Back in my high school radio days, I remember hanging out at the station with a few of my classmates and one of them (a guy who visits here once in a while) expressed how he was upset with one of our fellow station employees for something. He said he was going to get back at him by erasing all his LPs. We all laughed at him as it's impossible to 'erase' LPs. Now audio tape is a different matter, we had a bulk tape eraser at the station, all stations have them. Anything on a cassette, reel-to-reel tape, cart or videotape is erasable, LPs and CDs aren't. Which brings me to the present day.

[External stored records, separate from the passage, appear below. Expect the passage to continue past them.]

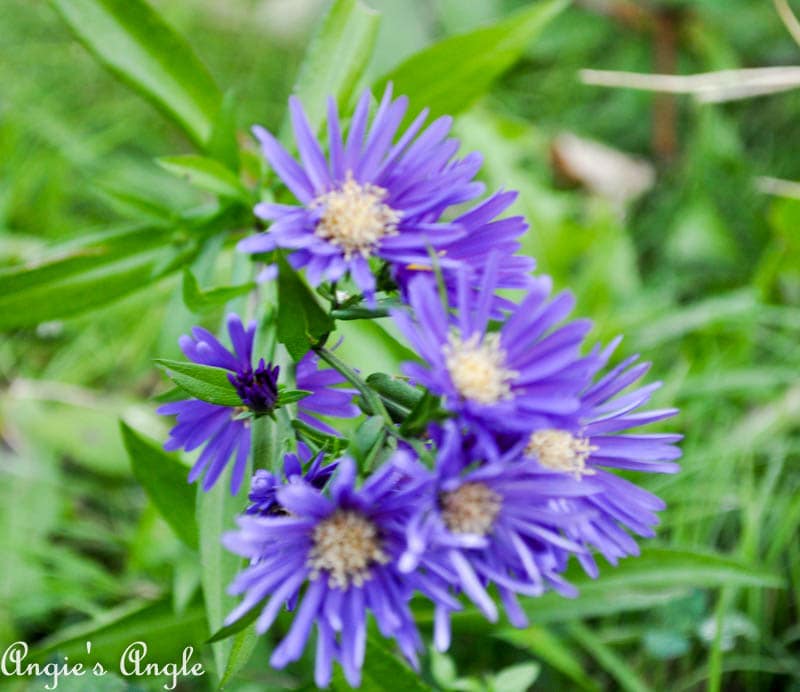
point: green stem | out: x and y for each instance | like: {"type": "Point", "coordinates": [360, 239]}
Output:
{"type": "Point", "coordinates": [371, 397]}
{"type": "Point", "coordinates": [265, 444]}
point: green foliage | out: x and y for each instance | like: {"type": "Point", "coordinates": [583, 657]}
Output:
{"type": "Point", "coordinates": [336, 58]}
{"type": "Point", "coordinates": [450, 75]}
{"type": "Point", "coordinates": [164, 479]}
{"type": "Point", "coordinates": [207, 174]}
{"type": "Point", "coordinates": [134, 42]}
{"type": "Point", "coordinates": [700, 273]}
{"type": "Point", "coordinates": [202, 381]}
{"type": "Point", "coordinates": [202, 301]}
{"type": "Point", "coordinates": [301, 320]}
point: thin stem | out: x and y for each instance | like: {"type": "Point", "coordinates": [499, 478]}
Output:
{"type": "Point", "coordinates": [265, 444]}
{"type": "Point", "coordinates": [371, 397]}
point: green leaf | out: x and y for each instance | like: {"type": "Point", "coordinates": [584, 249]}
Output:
{"type": "Point", "coordinates": [200, 301]}
{"type": "Point", "coordinates": [336, 58]}
{"type": "Point", "coordinates": [112, 631]}
{"type": "Point", "coordinates": [77, 277]}
{"type": "Point", "coordinates": [216, 513]}
{"type": "Point", "coordinates": [656, 577]}
{"type": "Point", "coordinates": [290, 396]}
{"type": "Point", "coordinates": [133, 41]}
{"type": "Point", "coordinates": [548, 647]}
{"type": "Point", "coordinates": [206, 174]}
{"type": "Point", "coordinates": [163, 478]}
{"type": "Point", "coordinates": [202, 381]}
{"type": "Point", "coordinates": [395, 389]}
{"type": "Point", "coordinates": [625, 675]}
{"type": "Point", "coordinates": [301, 319]}
{"type": "Point", "coordinates": [382, 671]}
{"type": "Point", "coordinates": [222, 144]}
{"type": "Point", "coordinates": [450, 75]}
{"type": "Point", "coordinates": [426, 410]}
{"type": "Point", "coordinates": [517, 678]}
{"type": "Point", "coordinates": [367, 441]}
{"type": "Point", "coordinates": [242, 647]}
{"type": "Point", "coordinates": [235, 627]}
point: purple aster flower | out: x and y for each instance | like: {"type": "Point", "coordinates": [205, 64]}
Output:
{"type": "Point", "coordinates": [343, 547]}
{"type": "Point", "coordinates": [225, 430]}
{"type": "Point", "coordinates": [600, 440]}
{"type": "Point", "coordinates": [490, 523]}
{"type": "Point", "coordinates": [484, 234]}
{"type": "Point", "coordinates": [326, 398]}
{"type": "Point", "coordinates": [265, 485]}
{"type": "Point", "coordinates": [375, 195]}
{"type": "Point", "coordinates": [525, 376]}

We're becoming a culture of data storage, a lot of us aren't even retaining the original medium fromwhich we obtained the data. I hear all the time of people ripping their music collections onto their hard drives and then selling their CDs. Of course, technically, that in of itself is illegal as you can only legally have that data on your drive if you own the source material. Then again, entire networks are built upon the idea of 'trading' music illegally, so I doubt many are losing sleep over a technicality. What scares me isn't the legality of it so much as the very real possibility of that data on your hard drive itself getting erased, lost, destroyed or stolen.
A lot of us have taken the prudent step of buying external hard drives and backing up our precious data/music on those drives. Problem is, a lot of those drives are sitting there backing up this data right next to the computer where the originals are kept. Now if the computer crashes, we're likely fine, the external drive can be called upon to retrieve the lost data. But what if, say, a thief, a fire, flood or some other catastrophe befalls our data and the data on the drive right next to it? Most of us are screwed, no? Especially the poor soul who unloaded his or her source material after ripping it. That's the fatal flaw of digital data storage these days, it may be convenient to have the equivalent of thousands of CDs or LPs on one's hard drive but like all magnetically stored data, it's inherently vulnerable to loss. Not just loss by theft or destruction but also accidental erasure. Who among us hasn't accidentally deleted a file? Imagine your entire hard drive.
I wonder what your backup plan is? I know people with backup external hard drives kept in separate locations that they then update regularly or swap out their drives periodically. Call me paranoid but I'm not ready to unload anything until someone can assure me that what I have stored digitally is retrievable and I have adequate backups. And make sure my backups have backups.